RG, 01.10.1880 - II 184/80

Daten
Fall: 
Direktor einer Aktiengesellschaft in einem Prozess
Fundstellen: 
RGZ 2, 400
Gericht: 
Reichsgericht
Datum: 
01.10.1880
Aktenzeichen: 
II 184/80
Entscheidungstyp: 
Urteil
Instanzen: 
  • LG Mannheim.
  • OLG Karlsruhe.

Kann der Direktor einer Aktiengesellschaft, welcher dieselbe im Prozesse vertritt, über die im Prozesse streitige Thatsache als Zeuge gehört werden?

Gründe

Die Frage ist verneint worden aus folgenden Gründen:

"In der mündlichen Verhandlung hat der Vertreter der Revisionsklägerin zunächst als rechtsirrtümlich gerügt, daß Direktor S. als unzulässiger Zeuge erklärt worden sei, jedoch mit Unrecht.

Das Oberlandesgericht faßt in den vollkommen zutreffenden Gründen den Begriff des Zeugen richtig dahin auf, daß derselbe eine dritte Person sein müsse, welche über ihre Wahrnehmungen betreffs der streitigen Thatsachen Auskunft gebe. - Wenn hiergegen darauf hingewiesen wird, daß nicht S., sondern die Aktiengesellschaft, welcher das Recht der Persönlichkeit zukomme, Partei sei, so wird dabei übersehen, daß diese (ideelle) Person, um sich nach außen geltend zu machen, eines Vertreters bedarf, welcher sie in ihrem rechtlichen Auftreten darstellt. Dies ist aber nach Artikel 227 flg. H.G.B, der Vorstand, und muß hierbei besonderes Gewicht darauf gelegt werden, daß durch diesen die Eide namens der Gesellschaft zu leisten sind. Daraus allein folgt schon, daß derselbe nicht zugleich Zeuge sein kann, denn es ist rechtlich undenkbar, daß dieselbe Person betreffs der gleichen Thatsache, über welche ihr ein Parteieid zu- oder (wie im vorliegenden Falle möglich wäre) zurückgeschoben werden kann, zugleich auch als Zeuge vernommen werde. Es würde auf diese Weise dem bei der Abfassung der Prozeßordnung bestimmt abgelehnten Grundsätze, daß die Parteien nicht als Zeugen gehört werden sollen, Eingang verschafft werden, - wenigstens für alle die Fälle, in welchen die Partei, weil sie nicht selbst im Prozesse auftreten kann, solchen mittelst eines gesetzlichen Vertreters führt.

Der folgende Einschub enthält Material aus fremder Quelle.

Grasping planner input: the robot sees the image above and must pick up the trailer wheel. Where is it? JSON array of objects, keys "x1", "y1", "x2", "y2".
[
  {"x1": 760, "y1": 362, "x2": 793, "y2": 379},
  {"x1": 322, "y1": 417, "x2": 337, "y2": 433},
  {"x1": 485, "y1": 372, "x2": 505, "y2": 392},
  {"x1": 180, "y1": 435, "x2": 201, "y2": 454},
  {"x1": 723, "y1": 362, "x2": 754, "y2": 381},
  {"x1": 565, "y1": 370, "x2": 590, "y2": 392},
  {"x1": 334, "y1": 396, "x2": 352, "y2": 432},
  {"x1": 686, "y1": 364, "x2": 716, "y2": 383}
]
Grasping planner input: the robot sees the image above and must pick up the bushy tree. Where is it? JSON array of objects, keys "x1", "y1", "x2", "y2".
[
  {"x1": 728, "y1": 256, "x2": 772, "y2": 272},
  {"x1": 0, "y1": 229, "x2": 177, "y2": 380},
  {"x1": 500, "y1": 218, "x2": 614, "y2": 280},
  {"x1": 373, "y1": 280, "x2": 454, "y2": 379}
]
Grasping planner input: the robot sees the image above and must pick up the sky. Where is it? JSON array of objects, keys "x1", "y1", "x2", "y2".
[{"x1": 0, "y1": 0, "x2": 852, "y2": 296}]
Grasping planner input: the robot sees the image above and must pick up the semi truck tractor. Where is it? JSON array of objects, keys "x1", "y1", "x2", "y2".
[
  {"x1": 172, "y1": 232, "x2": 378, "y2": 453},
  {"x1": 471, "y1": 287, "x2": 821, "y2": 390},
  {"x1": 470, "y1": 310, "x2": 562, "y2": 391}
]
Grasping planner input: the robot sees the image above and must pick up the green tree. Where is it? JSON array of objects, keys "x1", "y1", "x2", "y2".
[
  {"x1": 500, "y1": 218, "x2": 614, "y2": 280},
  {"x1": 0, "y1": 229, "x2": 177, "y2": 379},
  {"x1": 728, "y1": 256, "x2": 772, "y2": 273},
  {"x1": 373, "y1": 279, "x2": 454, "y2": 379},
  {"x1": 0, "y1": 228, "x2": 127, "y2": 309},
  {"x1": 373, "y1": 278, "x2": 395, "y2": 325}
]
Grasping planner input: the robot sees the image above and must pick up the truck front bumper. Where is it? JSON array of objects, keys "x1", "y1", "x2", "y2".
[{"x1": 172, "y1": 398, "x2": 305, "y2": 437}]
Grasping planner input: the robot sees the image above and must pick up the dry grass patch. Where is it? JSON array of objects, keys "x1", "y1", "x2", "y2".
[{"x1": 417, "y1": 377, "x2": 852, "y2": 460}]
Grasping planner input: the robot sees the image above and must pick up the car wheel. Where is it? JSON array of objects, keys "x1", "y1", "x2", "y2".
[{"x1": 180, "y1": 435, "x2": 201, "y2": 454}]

Hieran vermag der in der Verhandlung betonte Grundsatz der freien Beweiswürdigung nichts zu ändern, denn diese kann nur zulässigen Beweismitteln gegenüber eintreten. An dem Satze, daß jenige, von welchem ein Parteieid zu leisten wäre, nicht auch als Zeuge gehört werden könne, ändert die wiederholt angerufene Bestimmung im §. 350 Ziffer 4 C.P.O. nicht nur nichts, sondern bestätigt ihn vielmehr; dieselbe beruht nämlich, wie sich aus den Motiven und den Kommissionsarbeiten ergiebt, auf der Bestimmung des §. 414, wonach der Eid nur der Partei, nicht einem Dritten zu- oder zurückgeschoben werden kann, darf also offenbar nicht auf solche Vertreter einer Partei bezogen werden, welche einen dieser zu- oder zurückgeschobenen Eid für dieselbe zu leisten haben, sondern vielmehr nur auf ehemalige Vertreter, welche nach den verschiedenen früheren Prozeßgesetzen im Wege der Agitation (z. B. §. 123 der badischen Prozeßordnung) oder der Streitverkündung behufs der Eideszuschiebung an sie in den Prozeß gezogen werden konnten."